Nun mehr Termine an kreiseigenen Schnelltestzentren

Share:
Testzentrum Seilersee des MK

Es können nun mehr Termine an kreiseigenen Schnelltestzentren gebucht werden

In den Schnelltestzentren des Märkischen Kreises in Lüdenscheid und Iserlohn / Seilersee können Bürgerinnen und Bürger montags bis freitags in der Zeit von 8 bis 16 Uhr sowie samstags von 8 bis 14 Uhr einen Test machen lassen. Diese Möglichkeit wird sehr gut angenommen, denn die Testzentren sind zu fast 100 Prozent ausgelastet. Bislang sind an beiden Standorten 320 Tests pro Tag möglich. Ab Dienstag wird die Testkapazität in der Bahnhofsallee in Lüdenscheid und an der Seeuferstraße in Iserlohn ausgeweitet. Dann können hier bis zu 480 Schnelltests pro Tag erfolgen. Termine in den kreiseigenen Teststellen können auch an Christi Himmelfahrt (13. Mai, von 8 bis 14 Uhr) gebucht werden.

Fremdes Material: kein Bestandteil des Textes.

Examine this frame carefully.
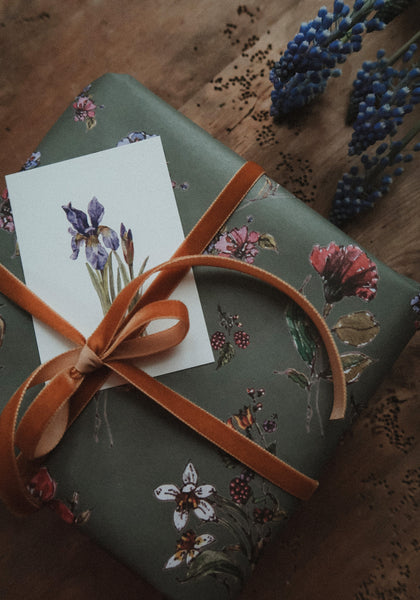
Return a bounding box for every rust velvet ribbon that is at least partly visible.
[0,162,346,515]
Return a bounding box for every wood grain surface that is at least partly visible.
[0,0,420,600]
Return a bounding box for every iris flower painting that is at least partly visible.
[62,196,147,314]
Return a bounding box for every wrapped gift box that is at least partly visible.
[0,74,418,600]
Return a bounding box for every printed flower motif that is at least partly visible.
[263,418,277,433]
[154,462,216,531]
[310,242,378,305]
[229,474,252,504]
[120,223,134,266]
[210,331,226,350]
[28,467,76,524]
[117,131,156,146]
[165,529,215,569]
[233,406,255,430]
[214,225,260,263]
[233,331,250,350]
[73,96,97,121]
[62,196,120,271]
[28,467,57,503]
[254,507,274,525]
[73,84,104,129]
[21,152,41,171]
[0,188,15,233]
[410,294,420,314]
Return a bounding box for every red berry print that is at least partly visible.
[229,476,251,504]
[233,331,250,350]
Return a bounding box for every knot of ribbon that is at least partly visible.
[0,163,346,514]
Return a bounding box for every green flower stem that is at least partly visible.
[366,119,420,183]
[326,0,375,45]
[108,252,115,302]
[86,263,108,315]
[101,262,111,312]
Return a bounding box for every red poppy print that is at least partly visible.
[310,242,378,304]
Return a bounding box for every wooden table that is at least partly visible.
[0,0,420,600]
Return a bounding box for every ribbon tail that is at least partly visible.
[0,265,85,345]
[110,361,318,500]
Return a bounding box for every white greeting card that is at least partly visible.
[6,137,213,385]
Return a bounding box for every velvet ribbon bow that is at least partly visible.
[0,162,346,514]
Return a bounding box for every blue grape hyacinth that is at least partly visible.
[330,32,420,225]
[270,0,393,118]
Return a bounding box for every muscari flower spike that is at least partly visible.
[270,0,385,118]
[330,32,420,225]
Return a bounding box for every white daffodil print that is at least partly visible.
[154,462,217,531]
[165,529,215,569]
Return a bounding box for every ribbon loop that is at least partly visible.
[74,344,103,375]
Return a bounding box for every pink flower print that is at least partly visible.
[73,96,97,121]
[214,225,260,263]
[154,462,216,531]
[28,467,57,503]
[310,242,379,304]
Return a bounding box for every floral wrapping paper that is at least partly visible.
[0,74,419,600]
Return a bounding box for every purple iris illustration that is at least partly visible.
[62,196,120,271]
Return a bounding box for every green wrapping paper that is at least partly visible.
[0,74,418,600]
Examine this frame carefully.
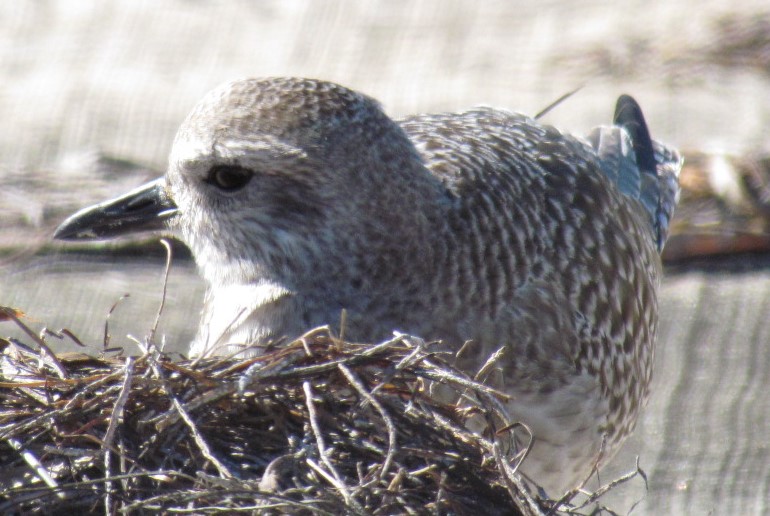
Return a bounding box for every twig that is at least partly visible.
[302,380,362,512]
[102,293,131,351]
[0,306,67,378]
[147,238,173,344]
[102,357,134,516]
[339,364,396,480]
[5,439,67,500]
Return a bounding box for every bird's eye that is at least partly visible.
[204,165,254,192]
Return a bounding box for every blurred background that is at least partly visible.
[0,0,770,514]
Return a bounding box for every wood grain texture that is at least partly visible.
[0,0,770,514]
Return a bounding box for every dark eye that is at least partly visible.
[204,165,254,192]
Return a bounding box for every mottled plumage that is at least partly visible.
[57,79,681,495]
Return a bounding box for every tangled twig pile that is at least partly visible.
[0,308,539,514]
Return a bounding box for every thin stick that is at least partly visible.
[339,364,396,480]
[0,306,68,378]
[148,238,174,344]
[102,357,134,516]
[5,439,67,500]
[302,380,361,512]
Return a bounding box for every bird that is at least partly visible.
[54,78,682,496]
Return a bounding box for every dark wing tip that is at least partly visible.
[613,95,657,173]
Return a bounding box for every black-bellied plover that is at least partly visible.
[56,79,681,495]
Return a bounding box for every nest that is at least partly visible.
[0,308,640,515]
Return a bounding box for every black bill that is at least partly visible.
[53,177,177,240]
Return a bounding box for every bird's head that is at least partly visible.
[56,79,433,283]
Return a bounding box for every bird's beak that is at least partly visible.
[53,177,178,240]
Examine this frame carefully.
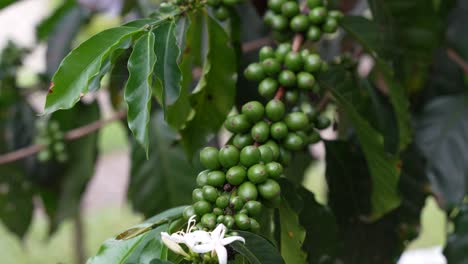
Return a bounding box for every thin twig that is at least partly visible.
[0,111,125,165]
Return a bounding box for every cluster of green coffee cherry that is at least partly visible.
[264,0,343,41]
[35,120,68,162]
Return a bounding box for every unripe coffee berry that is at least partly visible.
[192,188,205,202]
[297,72,315,90]
[257,179,281,200]
[200,147,220,170]
[244,63,265,81]
[240,146,260,167]
[206,171,226,187]
[224,114,251,133]
[278,70,296,87]
[218,145,240,168]
[265,99,286,122]
[232,134,254,149]
[251,121,270,143]
[258,145,273,163]
[203,185,218,203]
[247,164,268,184]
[265,161,284,180]
[284,112,309,131]
[242,101,265,123]
[237,181,258,201]
[289,14,309,32]
[284,51,303,72]
[270,122,288,140]
[226,166,247,185]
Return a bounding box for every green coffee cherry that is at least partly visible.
[265,161,284,180]
[192,188,205,202]
[244,63,265,81]
[281,1,299,17]
[289,14,309,32]
[182,206,196,220]
[218,145,240,168]
[201,213,216,229]
[284,51,303,72]
[202,185,218,203]
[240,146,261,167]
[229,196,244,211]
[270,122,288,140]
[216,195,229,209]
[258,46,275,61]
[309,6,327,25]
[247,164,268,184]
[262,58,281,76]
[200,147,220,170]
[257,179,281,200]
[258,145,273,163]
[237,181,258,201]
[234,214,250,230]
[284,112,309,131]
[322,17,338,33]
[265,100,286,122]
[193,201,213,216]
[232,134,254,149]
[307,26,322,41]
[226,166,247,185]
[242,101,265,123]
[297,72,315,90]
[206,171,226,187]
[214,5,229,21]
[224,114,251,133]
[244,201,262,216]
[283,133,304,151]
[251,121,270,143]
[278,70,296,87]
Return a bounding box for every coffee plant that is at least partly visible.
[0,0,468,264]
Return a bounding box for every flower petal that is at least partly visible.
[221,236,245,246]
[161,232,190,257]
[215,244,227,264]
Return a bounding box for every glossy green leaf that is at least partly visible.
[124,32,156,153]
[34,102,100,232]
[341,16,412,153]
[128,111,198,216]
[45,27,141,113]
[231,231,285,264]
[279,202,306,264]
[181,16,237,156]
[321,67,400,219]
[154,21,191,128]
[87,206,185,264]
[416,94,468,208]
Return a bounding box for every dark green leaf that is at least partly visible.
[321,68,400,219]
[45,27,141,113]
[36,0,78,40]
[444,204,468,264]
[87,206,185,264]
[416,94,468,208]
[128,111,197,216]
[181,13,237,156]
[124,32,156,154]
[154,21,190,128]
[34,102,100,232]
[231,231,285,264]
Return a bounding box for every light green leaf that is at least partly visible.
[124,32,156,154]
[320,67,400,220]
[181,13,237,156]
[279,201,306,264]
[154,21,190,128]
[45,27,141,114]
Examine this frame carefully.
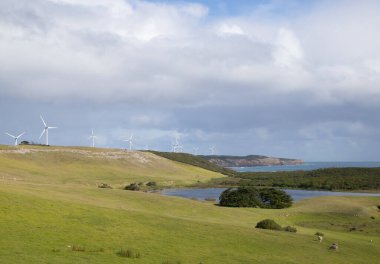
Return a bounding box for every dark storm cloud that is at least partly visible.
[0,0,380,160]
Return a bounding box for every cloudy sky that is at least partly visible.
[0,0,380,161]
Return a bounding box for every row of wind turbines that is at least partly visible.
[5,115,57,146]
[5,115,215,155]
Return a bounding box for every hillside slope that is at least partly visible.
[0,145,380,264]
[0,146,223,187]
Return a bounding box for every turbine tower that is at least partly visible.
[210,146,215,155]
[194,147,199,156]
[90,129,96,148]
[5,132,25,146]
[124,134,133,151]
[172,135,183,153]
[39,115,57,146]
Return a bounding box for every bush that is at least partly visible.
[219,187,261,207]
[98,183,112,189]
[259,188,293,209]
[256,219,282,230]
[124,183,140,191]
[71,245,86,252]
[283,226,297,233]
[205,197,216,202]
[146,182,157,187]
[219,187,292,209]
[117,249,141,258]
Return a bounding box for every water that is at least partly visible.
[231,162,380,172]
[161,188,380,201]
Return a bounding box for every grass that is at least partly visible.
[0,145,380,264]
[0,146,222,188]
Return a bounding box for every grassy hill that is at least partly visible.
[0,145,380,264]
[0,146,222,187]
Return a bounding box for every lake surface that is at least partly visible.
[230,162,380,172]
[161,188,380,201]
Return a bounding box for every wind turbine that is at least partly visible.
[39,115,57,146]
[5,132,25,146]
[172,135,183,153]
[90,129,96,148]
[210,146,215,155]
[124,134,133,151]
[194,147,199,156]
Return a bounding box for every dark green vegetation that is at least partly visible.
[255,219,297,233]
[238,168,380,190]
[256,219,281,230]
[149,151,237,176]
[196,168,380,191]
[0,146,380,264]
[152,151,380,191]
[219,187,292,209]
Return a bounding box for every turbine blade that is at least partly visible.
[17,132,25,138]
[40,115,47,127]
[39,129,46,139]
[5,132,15,138]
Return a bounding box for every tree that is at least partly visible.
[219,187,292,209]
[219,187,261,207]
[256,219,282,230]
[259,188,293,209]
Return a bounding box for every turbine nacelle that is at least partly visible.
[39,115,57,146]
[5,132,25,146]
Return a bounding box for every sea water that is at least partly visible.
[230,162,380,172]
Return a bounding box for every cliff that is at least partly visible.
[201,155,303,167]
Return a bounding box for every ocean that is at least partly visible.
[230,162,380,172]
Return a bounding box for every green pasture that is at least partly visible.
[0,145,380,264]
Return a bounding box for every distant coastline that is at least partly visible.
[201,155,304,168]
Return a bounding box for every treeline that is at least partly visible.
[149,150,238,177]
[150,151,380,191]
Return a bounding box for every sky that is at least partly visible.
[0,0,380,161]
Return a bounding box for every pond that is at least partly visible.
[161,188,380,201]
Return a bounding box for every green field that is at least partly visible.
[0,147,380,264]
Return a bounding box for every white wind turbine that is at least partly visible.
[5,132,25,146]
[90,129,96,148]
[172,135,183,153]
[124,134,133,151]
[194,147,199,156]
[210,146,215,155]
[39,115,57,146]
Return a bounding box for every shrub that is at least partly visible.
[71,246,86,252]
[219,187,292,209]
[146,182,157,187]
[259,188,293,209]
[98,183,112,189]
[256,219,281,230]
[117,249,141,258]
[205,197,216,202]
[219,187,261,207]
[314,231,325,236]
[124,183,140,191]
[283,226,297,233]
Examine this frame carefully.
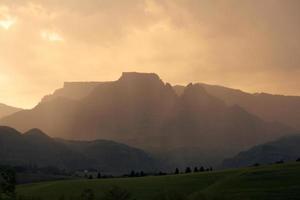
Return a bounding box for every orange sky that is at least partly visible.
[0,0,300,108]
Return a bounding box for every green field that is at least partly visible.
[17,163,300,200]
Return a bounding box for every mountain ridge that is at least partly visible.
[1,72,294,166]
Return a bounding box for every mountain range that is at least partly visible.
[0,127,157,174]
[0,72,297,165]
[174,83,300,130]
[223,135,300,168]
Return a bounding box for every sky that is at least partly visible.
[0,0,300,108]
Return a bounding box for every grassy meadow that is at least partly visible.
[17,163,300,200]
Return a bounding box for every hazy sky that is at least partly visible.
[0,0,300,107]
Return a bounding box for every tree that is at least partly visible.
[185,167,192,174]
[200,166,205,172]
[103,186,132,200]
[129,170,136,177]
[194,167,199,173]
[0,167,16,199]
[81,189,95,200]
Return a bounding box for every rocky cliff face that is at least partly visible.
[0,103,22,119]
[1,73,293,166]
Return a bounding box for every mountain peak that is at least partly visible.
[24,128,49,139]
[119,72,163,83]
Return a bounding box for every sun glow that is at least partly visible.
[0,18,16,30]
[41,31,64,42]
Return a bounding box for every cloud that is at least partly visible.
[0,0,300,107]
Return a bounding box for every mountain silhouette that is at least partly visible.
[174,83,300,130]
[1,72,294,164]
[0,127,157,174]
[223,135,300,168]
[0,103,22,119]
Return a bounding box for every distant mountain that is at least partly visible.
[0,127,157,174]
[0,103,22,119]
[1,73,294,164]
[223,135,300,168]
[174,83,300,130]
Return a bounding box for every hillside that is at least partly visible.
[17,163,300,200]
[0,127,156,174]
[0,103,22,119]
[1,73,294,168]
[174,83,300,130]
[223,135,300,167]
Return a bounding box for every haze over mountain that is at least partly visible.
[174,83,300,130]
[1,73,294,166]
[223,135,300,167]
[0,127,157,174]
[0,103,22,119]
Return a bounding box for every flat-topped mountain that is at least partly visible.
[1,73,294,166]
[0,127,157,174]
[0,103,22,119]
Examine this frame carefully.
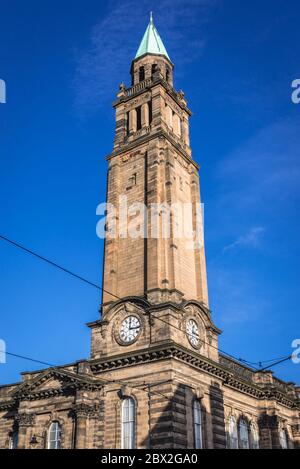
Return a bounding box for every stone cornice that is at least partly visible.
[90,343,298,408]
[4,368,102,408]
[72,402,101,419]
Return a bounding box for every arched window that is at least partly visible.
[239,419,250,449]
[279,428,288,449]
[228,416,239,449]
[8,430,19,449]
[251,423,259,449]
[151,64,157,76]
[166,68,170,82]
[122,397,136,449]
[139,67,145,81]
[47,422,61,449]
[193,400,203,449]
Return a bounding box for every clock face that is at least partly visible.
[186,319,200,348]
[119,316,141,344]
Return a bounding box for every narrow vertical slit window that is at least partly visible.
[193,400,203,449]
[136,106,142,130]
[122,397,136,449]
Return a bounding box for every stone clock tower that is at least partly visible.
[92,12,219,364]
[0,12,300,450]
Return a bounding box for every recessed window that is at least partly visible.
[126,111,130,135]
[279,428,288,449]
[136,106,142,130]
[8,430,19,449]
[122,397,136,449]
[250,423,259,449]
[228,417,239,449]
[239,419,250,449]
[166,68,170,82]
[139,67,145,81]
[151,64,157,76]
[48,422,61,449]
[148,101,152,124]
[193,400,203,449]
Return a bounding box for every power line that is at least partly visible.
[2,352,56,368]
[0,234,286,371]
[259,355,293,371]
[0,235,105,291]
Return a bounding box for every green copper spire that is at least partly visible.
[135,12,170,60]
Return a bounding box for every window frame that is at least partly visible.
[47,420,62,450]
[228,415,239,449]
[238,417,250,449]
[193,399,203,449]
[121,396,137,449]
[279,427,289,449]
[250,422,260,449]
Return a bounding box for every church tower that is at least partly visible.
[0,12,300,448]
[103,15,208,311]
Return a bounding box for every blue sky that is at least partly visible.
[0,0,300,383]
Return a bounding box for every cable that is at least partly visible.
[0,235,103,294]
[0,235,290,371]
[2,352,55,368]
[258,355,293,372]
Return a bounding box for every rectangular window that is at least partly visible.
[136,106,142,130]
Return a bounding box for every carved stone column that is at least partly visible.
[16,413,35,449]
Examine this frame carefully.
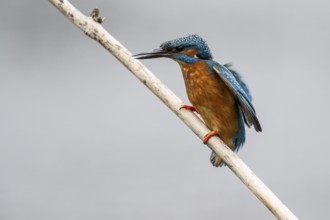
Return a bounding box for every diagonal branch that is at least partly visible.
[49,0,298,220]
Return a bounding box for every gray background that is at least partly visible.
[0,0,330,220]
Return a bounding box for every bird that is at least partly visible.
[134,34,262,167]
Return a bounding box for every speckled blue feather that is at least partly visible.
[156,35,261,166]
[160,34,212,60]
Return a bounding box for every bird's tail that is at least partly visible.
[210,152,225,167]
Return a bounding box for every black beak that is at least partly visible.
[133,48,174,59]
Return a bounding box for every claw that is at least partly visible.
[203,131,218,144]
[180,105,197,112]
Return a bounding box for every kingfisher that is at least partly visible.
[134,34,262,167]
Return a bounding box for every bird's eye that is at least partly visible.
[175,46,183,52]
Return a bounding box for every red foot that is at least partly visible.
[180,105,197,112]
[203,131,218,144]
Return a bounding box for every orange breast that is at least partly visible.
[180,61,239,148]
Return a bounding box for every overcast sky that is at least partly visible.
[0,0,330,220]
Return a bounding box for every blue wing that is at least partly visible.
[212,62,262,131]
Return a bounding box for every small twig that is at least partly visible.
[90,8,105,24]
[49,0,298,220]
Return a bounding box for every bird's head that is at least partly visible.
[134,34,212,64]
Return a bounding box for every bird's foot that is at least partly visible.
[203,131,218,144]
[180,105,197,112]
[210,152,224,167]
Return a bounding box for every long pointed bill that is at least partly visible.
[133,48,174,59]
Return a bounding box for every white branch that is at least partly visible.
[49,0,298,220]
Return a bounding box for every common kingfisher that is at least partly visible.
[134,34,262,167]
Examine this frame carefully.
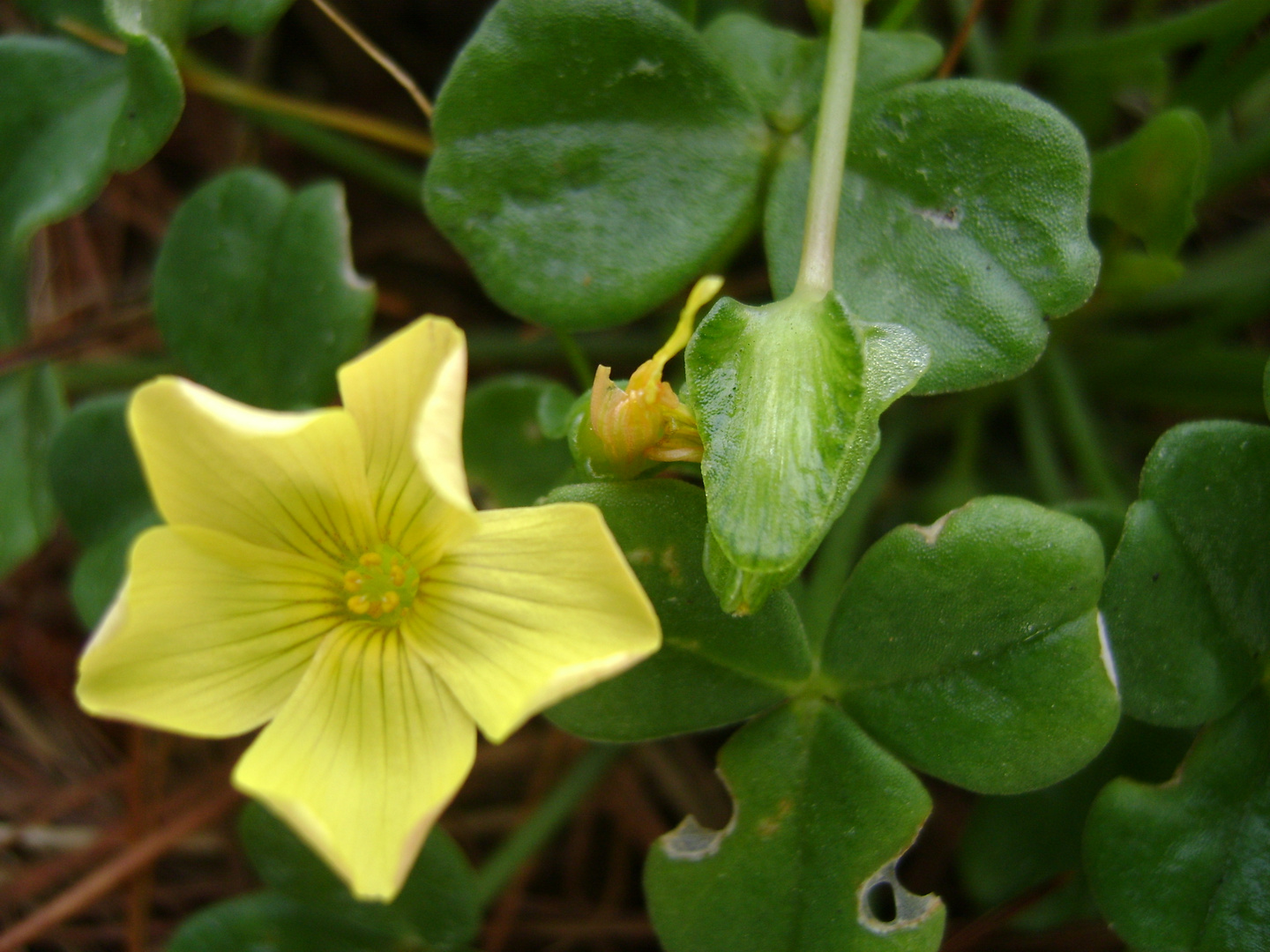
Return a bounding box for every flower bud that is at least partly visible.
[589,275,722,480]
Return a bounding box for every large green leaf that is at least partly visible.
[1092,109,1209,255]
[153,169,375,409]
[825,496,1120,793]
[1085,689,1270,952]
[0,30,184,346]
[548,479,811,741]
[0,368,64,576]
[958,718,1192,929]
[190,0,294,35]
[644,702,944,952]
[49,393,153,546]
[49,393,160,627]
[239,804,480,952]
[702,11,942,135]
[424,0,770,329]
[1102,421,1270,726]
[765,80,1099,393]
[684,294,927,614]
[464,373,572,507]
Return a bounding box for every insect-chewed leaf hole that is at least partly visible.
[865,881,898,923]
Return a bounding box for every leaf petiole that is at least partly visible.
[794,0,868,300]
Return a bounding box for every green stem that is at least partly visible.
[878,0,922,29]
[799,412,912,656]
[1207,119,1270,197]
[1015,375,1067,505]
[1042,0,1270,63]
[999,0,1049,78]
[476,744,624,906]
[233,109,423,208]
[557,330,595,391]
[794,0,866,298]
[1042,346,1128,509]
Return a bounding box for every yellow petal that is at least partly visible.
[402,502,661,742]
[234,623,476,900]
[75,525,339,738]
[128,377,375,562]
[339,317,476,569]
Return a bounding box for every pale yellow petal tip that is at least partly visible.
[233,777,457,903]
[335,314,466,391]
[128,376,327,444]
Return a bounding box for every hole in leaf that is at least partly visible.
[866,881,898,923]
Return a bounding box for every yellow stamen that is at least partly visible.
[591,274,722,479]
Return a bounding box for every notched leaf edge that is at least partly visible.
[856,843,944,935]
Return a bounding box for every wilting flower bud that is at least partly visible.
[591,275,722,479]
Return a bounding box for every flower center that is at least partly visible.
[344,546,419,624]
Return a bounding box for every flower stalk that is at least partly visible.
[794,0,868,300]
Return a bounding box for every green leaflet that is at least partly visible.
[684,294,927,614]
[548,480,811,741]
[765,80,1099,393]
[1085,689,1270,952]
[0,368,66,576]
[464,373,572,507]
[153,169,375,410]
[701,11,942,135]
[424,0,770,329]
[825,496,1120,793]
[644,702,944,952]
[168,804,480,952]
[190,0,294,35]
[1091,109,1209,257]
[1103,420,1270,726]
[958,718,1192,929]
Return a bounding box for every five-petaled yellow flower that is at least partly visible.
[76,317,661,900]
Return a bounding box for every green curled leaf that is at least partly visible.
[684,294,927,614]
[424,0,770,330]
[644,702,945,952]
[548,479,811,742]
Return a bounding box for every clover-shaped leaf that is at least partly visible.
[168,804,480,952]
[153,169,375,409]
[548,480,811,741]
[765,80,1099,393]
[825,496,1120,793]
[0,368,64,576]
[644,702,944,952]
[49,393,159,627]
[1103,420,1270,726]
[1092,109,1209,257]
[1085,688,1270,952]
[424,0,770,329]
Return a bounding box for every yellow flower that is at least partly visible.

Terminvereinbarungen für die Testzentren in Iserlohn sowie eine Übersicht über alle Anbieter finden Interessierte hier bei Unser-Iserlohn

Im Märkischen Kreis sind bislang 132 Teststellen vom Kreis „beauftragt“ worden. Aktuell werden bis zu 6.000 Tests am Tag im Kreis durchgeführt – deutlich mehr Tests wären sogar möglich. Das Gesundheitsamt des Kreises betont, dass sich positiv auf das Coronavirus getestete Menschen sofort und ohne weitere Anordnung der Behörden selbständig für 14 Tage in Quarantäne begeben müssen. Bei Vorliegen eines positiven Coronaschnelltests ist durch die Test- und Quarantäneverordnung des Landes Nordrhein-Westfalen geregelt, dass die Quarantäne direkt für den positiv Getesteten sowie für die Haushaltsangehörigen gilt. Hausarzt, Gesundheitsamt und mögliche Kontaktpersonen müssen benachrichtigt und das Testergebnis mittels eines PCR-Tests bestätigt werden.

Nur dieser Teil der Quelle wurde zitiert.